Thanks, for the check this far. Do you have suggestions about who might be able to run through the numbers using some good loss estimates?

>The problem we would run into is that we are back working with radioactive materials and creating all sorts of nuclides due to fission. It is not just the criticality that people dislike about the fission process, but the long term radiation from >the nuclear ashes. (waste disposal)

An interesting point about the acellerator neutron sources was that they, supposedly, had the excess neutrons available (10^16+) to transmute the wastes, through a descending order of elements, to stable isotopes, in 99 percent of these materials. Their proponents even expect to get _some_ amount of net fission energy from these trasmutations! I don't know if a Fusor neutron source would have the neutrons o spare for this.

No, I don't expect the Deep eeK objections to vanish because of that, but they will object, no matter how "clean" the power source.

>The pure fusion reaction is not totally free from this either, but much more so than the fission or hybrid fission/fusion reactions.


Excepting, of course, the p-Boron 11 reaction. Has any one actually made this one go at all in a Fusor yet?

>I personally love standard fission for electrical energy, as I have posted before. It is a good reliable source of cheap power with a viable infrastructure in place NOW! Fission power can be used while real solid alternatives are looked for. It would give us time to look for the ultimate power source which would be non-polluting, safe and compact, rather than leap on a thousand little >inefficient stop gap alternatives.

Precisely! In addition, it would provide a market beyond neutron activation analysis in the numbers of neutrons required, with incentive for even small steps of increasing the neutron production, through steps towards breakeven. It might also allow nuclear power to be applied in smaller mobile power situations, and lend itself to mass production.


>There is a lot of nascent power in all that bomb grade material we are taking out of those arms-control aggreement bomb and missile dismantlings! Rather than store the stuff and let it naturally decay over the next few millinea, we might take some of that power to heat homes. We have already paid for the energy in tax dollars which made the >bombs.

Better yet! It allows power extraction from the _much_ larger amount of Natural Uranium.

>Fusion is, ideally, looking for "direct conversion" processes which look extremely attractive as opposed to boiling water with its associated losses. Any neutronic process is going to have to boil water. (as in the case of fission, or hybrids where extremely fast neutrons are the >goal.

Certainly, it will hove to run a conventional Carnot Cycle of some kind. I would favor a Helium cooled device, with a gas turbine for conversion.

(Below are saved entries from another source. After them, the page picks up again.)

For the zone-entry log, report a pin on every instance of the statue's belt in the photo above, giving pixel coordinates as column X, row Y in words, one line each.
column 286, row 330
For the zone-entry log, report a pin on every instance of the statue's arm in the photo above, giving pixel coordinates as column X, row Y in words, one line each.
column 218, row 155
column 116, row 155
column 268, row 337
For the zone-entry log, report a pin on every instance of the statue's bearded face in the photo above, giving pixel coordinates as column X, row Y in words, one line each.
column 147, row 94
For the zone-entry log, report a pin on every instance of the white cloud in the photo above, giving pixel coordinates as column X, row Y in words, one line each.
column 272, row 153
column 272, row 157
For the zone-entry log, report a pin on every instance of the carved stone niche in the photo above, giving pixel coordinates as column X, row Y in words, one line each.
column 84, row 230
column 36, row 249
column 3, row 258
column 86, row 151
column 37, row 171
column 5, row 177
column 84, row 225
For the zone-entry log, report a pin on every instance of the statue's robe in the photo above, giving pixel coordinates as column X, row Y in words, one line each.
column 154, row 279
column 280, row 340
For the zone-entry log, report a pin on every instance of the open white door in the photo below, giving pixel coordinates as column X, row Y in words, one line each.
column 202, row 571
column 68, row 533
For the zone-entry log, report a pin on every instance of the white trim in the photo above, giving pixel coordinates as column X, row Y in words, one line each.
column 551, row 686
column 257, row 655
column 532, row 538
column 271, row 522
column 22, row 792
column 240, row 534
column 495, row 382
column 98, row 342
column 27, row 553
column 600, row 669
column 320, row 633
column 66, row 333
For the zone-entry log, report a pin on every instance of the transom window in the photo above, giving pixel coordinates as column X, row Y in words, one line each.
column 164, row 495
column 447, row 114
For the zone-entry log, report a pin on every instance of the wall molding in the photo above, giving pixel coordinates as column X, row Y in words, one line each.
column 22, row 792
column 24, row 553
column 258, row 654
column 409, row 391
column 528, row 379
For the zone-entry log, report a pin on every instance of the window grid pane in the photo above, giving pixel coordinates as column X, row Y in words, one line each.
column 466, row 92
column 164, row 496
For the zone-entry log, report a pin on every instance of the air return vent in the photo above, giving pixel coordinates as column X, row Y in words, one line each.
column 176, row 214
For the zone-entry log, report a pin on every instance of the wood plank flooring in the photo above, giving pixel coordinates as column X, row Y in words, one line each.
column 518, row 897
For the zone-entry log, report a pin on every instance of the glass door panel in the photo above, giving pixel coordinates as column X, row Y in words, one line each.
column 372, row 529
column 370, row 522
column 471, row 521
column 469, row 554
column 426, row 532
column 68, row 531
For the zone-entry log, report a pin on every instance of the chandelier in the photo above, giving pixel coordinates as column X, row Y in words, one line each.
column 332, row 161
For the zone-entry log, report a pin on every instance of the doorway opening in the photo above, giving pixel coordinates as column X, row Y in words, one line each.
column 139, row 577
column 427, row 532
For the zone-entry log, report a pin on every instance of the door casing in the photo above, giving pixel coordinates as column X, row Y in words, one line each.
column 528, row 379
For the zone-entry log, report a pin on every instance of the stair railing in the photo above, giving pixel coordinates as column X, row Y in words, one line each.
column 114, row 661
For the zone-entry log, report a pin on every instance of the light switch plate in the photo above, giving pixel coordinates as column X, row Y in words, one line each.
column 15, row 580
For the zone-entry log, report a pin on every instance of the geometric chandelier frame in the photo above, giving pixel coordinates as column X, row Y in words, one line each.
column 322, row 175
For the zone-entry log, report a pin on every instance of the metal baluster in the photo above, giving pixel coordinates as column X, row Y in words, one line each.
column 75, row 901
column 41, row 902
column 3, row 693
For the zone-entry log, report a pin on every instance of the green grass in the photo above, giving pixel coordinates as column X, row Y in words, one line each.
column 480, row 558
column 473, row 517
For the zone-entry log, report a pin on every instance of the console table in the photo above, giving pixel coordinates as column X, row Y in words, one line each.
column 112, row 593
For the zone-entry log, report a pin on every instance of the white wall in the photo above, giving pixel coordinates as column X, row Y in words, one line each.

>The simple fusor, is ever made self sustaining would be a water boiler.
>
>The P-B11 reaction is the ideal direct conversion method, but how to do it is the catch. The reaction produces high energy alpha particles in quantity which could be slowed in a series of grid systems and the electricity tapped off directly with out getting all steamed up!

I'd love It!

>Regardless, we amateur fusor builders are out of that league anyhow.

Like I asked above, has anyone ever fused the p-Boron 11 combination in a Fusor device?